Originally written for eVent! [ep] magazine on 07/06/06.

With a lot of fan fair in the online world the social news website Digg (digg) just launched itself into version three, with a revamp of the software running the site and the features on the site it has been aggressive in keeping itself one step ahead of the competitors, as even web heavyweights like America Online have tried to copy the success of the small independent site.

What Digg is essentially is a site where users submit news stories from other websites, which in itself is not particularly unique, though where Digg set itself apart from other online news aggregators was in that it is completely community driven. Other sites have a team of editors who select which stories get put up, and which stories stay up. Digg's stories are selected by its readers, who first "digg" a story. If other readers like a story they then also "digg" it, and the more a story gets dugg the more readers see it. The influx of people to a site that can be created by a popular link from Digg is tremendous, and can be a double edge sword. Having a few stories show up on Digg can make a blogger into a internet superstar, and set them up with a career in blogging. Or it can overwhelm their servers and crash their site setting them up with a big bill for bandwidth. The most popular stories every week get featured on the podcast Diggnation.

Hosted by former Tech TV stars Kevin Rose and Alex Albrecht the podcast has become one of the internet's most popular shows, as the two drink beer and talk about the news of the week. Rose, who founded Digg, has become one of the newest internet success stories. With an influx of nearly 3 million dollars in investment Digg has grown to become one of the internet's top 100 most popular websites and with this latest version its looking to become even more popular.

Up until this point Digg has been primarily focused on technology news, which attracts a small but dedicated following online. However one of the newest features in Digg version three is the addition of news categories that will appeal to a broader audience including Science, Business and Entertainment. With the addition of broader topics the sky might be the limit for Digg which has been copied quite extensively by a new service from America Online that takes the Digg formula and then waters it down by adding the editorial control that a major company demands, thus taking the power out of the hands of the readers.

Now before you cancel your subscription to the Daily Courier and stop reading eVent! it has to be be said that Digg is not a perfect source of news. Even with the launch of version three stories tend to focus heavily on technology or geek issues like the newest Spider-man 3 movie trailer online. The site doesn't actually hold the news itself, but provides links to other sites that have the stories. There have also been criticisms of Digg's stories, because without the editorial and a reliance on blogs as a news source some false or misleading stories have reached the top of the site.

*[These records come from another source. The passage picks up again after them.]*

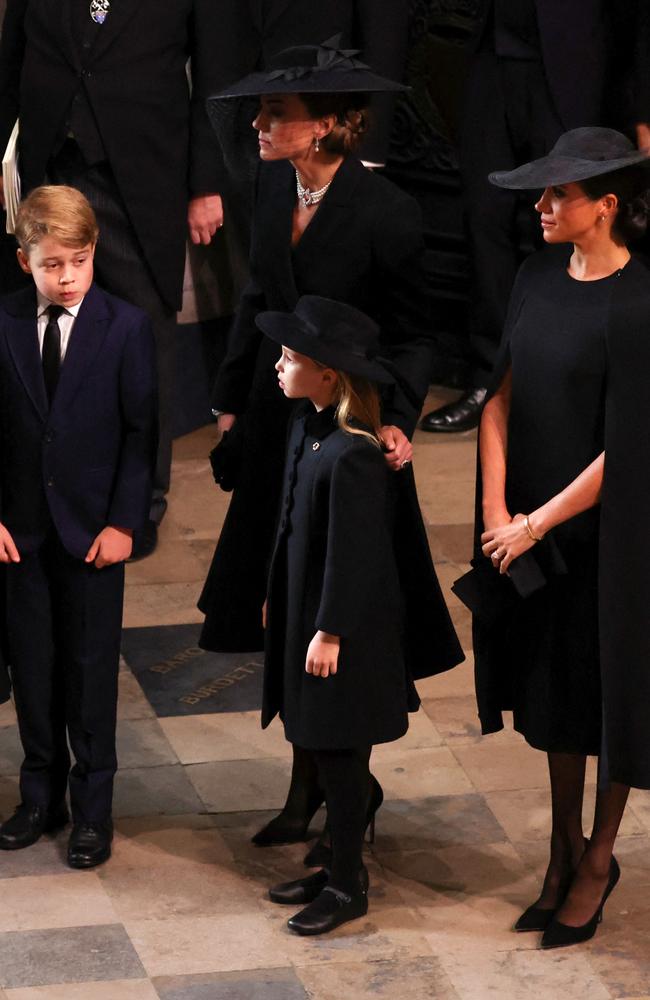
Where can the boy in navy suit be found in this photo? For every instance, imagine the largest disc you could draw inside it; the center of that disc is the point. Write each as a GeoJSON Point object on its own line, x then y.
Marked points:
{"type": "Point", "coordinates": [78, 441]}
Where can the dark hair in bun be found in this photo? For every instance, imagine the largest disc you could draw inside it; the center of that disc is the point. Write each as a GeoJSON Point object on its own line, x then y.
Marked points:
{"type": "Point", "coordinates": [352, 119]}
{"type": "Point", "coordinates": [630, 185]}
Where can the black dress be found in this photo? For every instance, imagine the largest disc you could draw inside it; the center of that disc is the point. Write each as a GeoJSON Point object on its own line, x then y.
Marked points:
{"type": "Point", "coordinates": [334, 569]}
{"type": "Point", "coordinates": [542, 659]}
{"type": "Point", "coordinates": [363, 247]}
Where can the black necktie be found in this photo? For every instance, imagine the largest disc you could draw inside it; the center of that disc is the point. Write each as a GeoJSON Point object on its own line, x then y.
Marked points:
{"type": "Point", "coordinates": [52, 350]}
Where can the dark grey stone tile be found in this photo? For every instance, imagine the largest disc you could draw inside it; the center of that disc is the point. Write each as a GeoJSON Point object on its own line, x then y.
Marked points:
{"type": "Point", "coordinates": [437, 821]}
{"type": "Point", "coordinates": [259, 984]}
{"type": "Point", "coordinates": [155, 791]}
{"type": "Point", "coordinates": [68, 955]}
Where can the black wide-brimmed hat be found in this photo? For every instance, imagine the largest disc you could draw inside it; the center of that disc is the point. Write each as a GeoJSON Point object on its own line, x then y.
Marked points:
{"type": "Point", "coordinates": [333, 333]}
{"type": "Point", "coordinates": [314, 69]}
{"type": "Point", "coordinates": [576, 156]}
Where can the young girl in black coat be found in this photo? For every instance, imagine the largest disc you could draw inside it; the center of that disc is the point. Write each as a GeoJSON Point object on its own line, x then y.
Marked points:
{"type": "Point", "coordinates": [335, 668]}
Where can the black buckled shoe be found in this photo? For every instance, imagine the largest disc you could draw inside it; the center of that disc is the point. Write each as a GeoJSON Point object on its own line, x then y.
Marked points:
{"type": "Point", "coordinates": [90, 844]}
{"type": "Point", "coordinates": [331, 908]}
{"type": "Point", "coordinates": [301, 890]}
{"type": "Point", "coordinates": [29, 823]}
{"type": "Point", "coordinates": [463, 415]}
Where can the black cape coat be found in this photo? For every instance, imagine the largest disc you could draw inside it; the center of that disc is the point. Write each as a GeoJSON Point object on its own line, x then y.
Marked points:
{"type": "Point", "coordinates": [623, 542]}
{"type": "Point", "coordinates": [364, 247]}
{"type": "Point", "coordinates": [334, 569]}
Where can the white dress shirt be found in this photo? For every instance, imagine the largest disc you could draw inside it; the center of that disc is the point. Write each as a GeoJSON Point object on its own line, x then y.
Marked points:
{"type": "Point", "coordinates": [66, 322]}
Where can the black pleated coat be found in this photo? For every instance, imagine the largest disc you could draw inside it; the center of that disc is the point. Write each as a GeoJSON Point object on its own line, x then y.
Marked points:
{"type": "Point", "coordinates": [334, 569]}
{"type": "Point", "coordinates": [364, 247]}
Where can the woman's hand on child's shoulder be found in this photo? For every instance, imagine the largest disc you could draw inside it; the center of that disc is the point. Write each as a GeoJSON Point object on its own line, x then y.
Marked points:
{"type": "Point", "coordinates": [323, 655]}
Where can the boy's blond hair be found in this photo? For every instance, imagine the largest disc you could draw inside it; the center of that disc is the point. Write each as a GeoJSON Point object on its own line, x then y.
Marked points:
{"type": "Point", "coordinates": [58, 211]}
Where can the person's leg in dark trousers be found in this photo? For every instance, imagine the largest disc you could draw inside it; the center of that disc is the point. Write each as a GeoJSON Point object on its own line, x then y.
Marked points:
{"type": "Point", "coordinates": [121, 268]}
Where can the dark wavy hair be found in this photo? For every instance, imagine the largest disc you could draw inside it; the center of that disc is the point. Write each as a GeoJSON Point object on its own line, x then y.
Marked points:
{"type": "Point", "coordinates": [352, 119]}
{"type": "Point", "coordinates": [631, 187]}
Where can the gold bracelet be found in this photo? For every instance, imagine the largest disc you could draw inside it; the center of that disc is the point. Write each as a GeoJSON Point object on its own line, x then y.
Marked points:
{"type": "Point", "coordinates": [531, 533]}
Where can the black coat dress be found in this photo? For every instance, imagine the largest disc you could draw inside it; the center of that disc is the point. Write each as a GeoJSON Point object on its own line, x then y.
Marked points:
{"type": "Point", "coordinates": [364, 247]}
{"type": "Point", "coordinates": [571, 661]}
{"type": "Point", "coordinates": [334, 569]}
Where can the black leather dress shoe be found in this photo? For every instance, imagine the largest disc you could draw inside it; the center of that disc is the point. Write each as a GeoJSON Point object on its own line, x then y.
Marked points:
{"type": "Point", "coordinates": [144, 542]}
{"type": "Point", "coordinates": [463, 415]}
{"type": "Point", "coordinates": [301, 890]}
{"type": "Point", "coordinates": [29, 823]}
{"type": "Point", "coordinates": [90, 844]}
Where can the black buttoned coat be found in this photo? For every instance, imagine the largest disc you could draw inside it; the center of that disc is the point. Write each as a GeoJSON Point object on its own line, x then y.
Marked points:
{"type": "Point", "coordinates": [334, 569]}
{"type": "Point", "coordinates": [364, 247]}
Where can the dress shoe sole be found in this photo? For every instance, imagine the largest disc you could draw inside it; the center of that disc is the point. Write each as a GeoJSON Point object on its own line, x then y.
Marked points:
{"type": "Point", "coordinates": [88, 862]}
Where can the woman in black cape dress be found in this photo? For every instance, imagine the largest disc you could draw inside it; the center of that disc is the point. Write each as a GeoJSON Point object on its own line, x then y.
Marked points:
{"type": "Point", "coordinates": [559, 441]}
{"type": "Point", "coordinates": [364, 246]}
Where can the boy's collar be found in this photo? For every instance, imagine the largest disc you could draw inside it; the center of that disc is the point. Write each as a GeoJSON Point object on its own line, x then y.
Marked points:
{"type": "Point", "coordinates": [42, 303]}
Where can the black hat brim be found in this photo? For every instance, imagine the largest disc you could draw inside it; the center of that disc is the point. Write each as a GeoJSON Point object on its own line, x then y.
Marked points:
{"type": "Point", "coordinates": [550, 170]}
{"type": "Point", "coordinates": [290, 331]}
{"type": "Point", "coordinates": [321, 82]}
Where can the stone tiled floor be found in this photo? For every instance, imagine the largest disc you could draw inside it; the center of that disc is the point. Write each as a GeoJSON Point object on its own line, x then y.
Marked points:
{"type": "Point", "coordinates": [180, 913]}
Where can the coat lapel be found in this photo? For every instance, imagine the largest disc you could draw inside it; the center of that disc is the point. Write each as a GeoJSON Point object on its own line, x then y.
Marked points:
{"type": "Point", "coordinates": [22, 339]}
{"type": "Point", "coordinates": [86, 339]}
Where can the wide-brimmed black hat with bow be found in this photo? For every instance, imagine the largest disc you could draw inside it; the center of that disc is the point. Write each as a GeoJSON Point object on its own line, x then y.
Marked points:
{"type": "Point", "coordinates": [313, 69]}
{"type": "Point", "coordinates": [576, 156]}
{"type": "Point", "coordinates": [333, 333]}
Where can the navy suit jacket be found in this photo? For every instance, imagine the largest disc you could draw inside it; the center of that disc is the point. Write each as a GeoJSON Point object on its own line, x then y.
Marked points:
{"type": "Point", "coordinates": [88, 461]}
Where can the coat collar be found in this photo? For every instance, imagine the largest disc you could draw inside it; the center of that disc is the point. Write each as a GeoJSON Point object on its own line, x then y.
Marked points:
{"type": "Point", "coordinates": [87, 337]}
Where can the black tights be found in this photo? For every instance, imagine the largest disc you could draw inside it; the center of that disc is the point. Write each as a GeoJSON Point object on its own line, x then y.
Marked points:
{"type": "Point", "coordinates": [345, 778]}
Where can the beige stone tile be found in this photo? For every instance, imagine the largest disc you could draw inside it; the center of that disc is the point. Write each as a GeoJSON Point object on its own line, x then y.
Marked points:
{"type": "Point", "coordinates": [455, 683]}
{"type": "Point", "coordinates": [523, 975]}
{"type": "Point", "coordinates": [73, 899]}
{"type": "Point", "coordinates": [507, 766]}
{"type": "Point", "coordinates": [122, 989]}
{"type": "Point", "coordinates": [525, 814]}
{"type": "Point", "coordinates": [421, 735]}
{"type": "Point", "coordinates": [161, 604]}
{"type": "Point", "coordinates": [421, 978]}
{"type": "Point", "coordinates": [420, 773]}
{"type": "Point", "coordinates": [224, 736]}
{"type": "Point", "coordinates": [193, 945]}
{"type": "Point", "coordinates": [7, 714]}
{"type": "Point", "coordinates": [241, 785]}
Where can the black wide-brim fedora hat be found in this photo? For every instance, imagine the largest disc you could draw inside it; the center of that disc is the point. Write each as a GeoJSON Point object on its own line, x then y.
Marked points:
{"type": "Point", "coordinates": [576, 156]}
{"type": "Point", "coordinates": [314, 69]}
{"type": "Point", "coordinates": [333, 333]}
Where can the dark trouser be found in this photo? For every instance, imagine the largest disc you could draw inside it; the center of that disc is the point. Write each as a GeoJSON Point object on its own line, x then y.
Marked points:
{"type": "Point", "coordinates": [64, 620]}
{"type": "Point", "coordinates": [122, 270]}
{"type": "Point", "coordinates": [509, 118]}
{"type": "Point", "coordinates": [345, 778]}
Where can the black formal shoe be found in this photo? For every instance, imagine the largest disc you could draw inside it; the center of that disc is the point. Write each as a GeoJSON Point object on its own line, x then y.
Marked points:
{"type": "Point", "coordinates": [286, 828]}
{"type": "Point", "coordinates": [330, 909]}
{"type": "Point", "coordinates": [320, 855]}
{"type": "Point", "coordinates": [29, 823]}
{"type": "Point", "coordinates": [301, 890]}
{"type": "Point", "coordinates": [144, 541]}
{"type": "Point", "coordinates": [463, 415]}
{"type": "Point", "coordinates": [559, 935]}
{"type": "Point", "coordinates": [90, 844]}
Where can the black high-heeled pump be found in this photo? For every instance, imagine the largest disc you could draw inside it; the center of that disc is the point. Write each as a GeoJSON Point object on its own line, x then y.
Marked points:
{"type": "Point", "coordinates": [537, 918]}
{"type": "Point", "coordinates": [287, 828]}
{"type": "Point", "coordinates": [320, 855]}
{"type": "Point", "coordinates": [559, 935]}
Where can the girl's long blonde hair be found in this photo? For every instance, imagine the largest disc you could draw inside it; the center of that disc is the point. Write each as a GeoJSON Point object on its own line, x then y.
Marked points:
{"type": "Point", "coordinates": [357, 398]}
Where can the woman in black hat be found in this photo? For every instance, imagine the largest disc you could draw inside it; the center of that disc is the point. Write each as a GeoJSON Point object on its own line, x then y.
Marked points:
{"type": "Point", "coordinates": [561, 476]}
{"type": "Point", "coordinates": [336, 662]}
{"type": "Point", "coordinates": [325, 225]}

As an experiment in a public edited news source Digg has proven to be incredibly successful. Not only has it created a site where readers can find a wide range of technology news, but it also works really well. Like Wikipedia (wikipedia.org), another site where it's the users who generate and police content, Digg has had its slip ups with but with hundreds of editors and not just a handful, its record has been incredibly good for the number of stories that pass through.

If you're interested in Digg register an account and start digging through the web. Also be sure to check out the podcast Diggnation, which is an essential part of the dig experience. With the addition of new categories and topics, Digg can be anyone's first stop for news on the internet.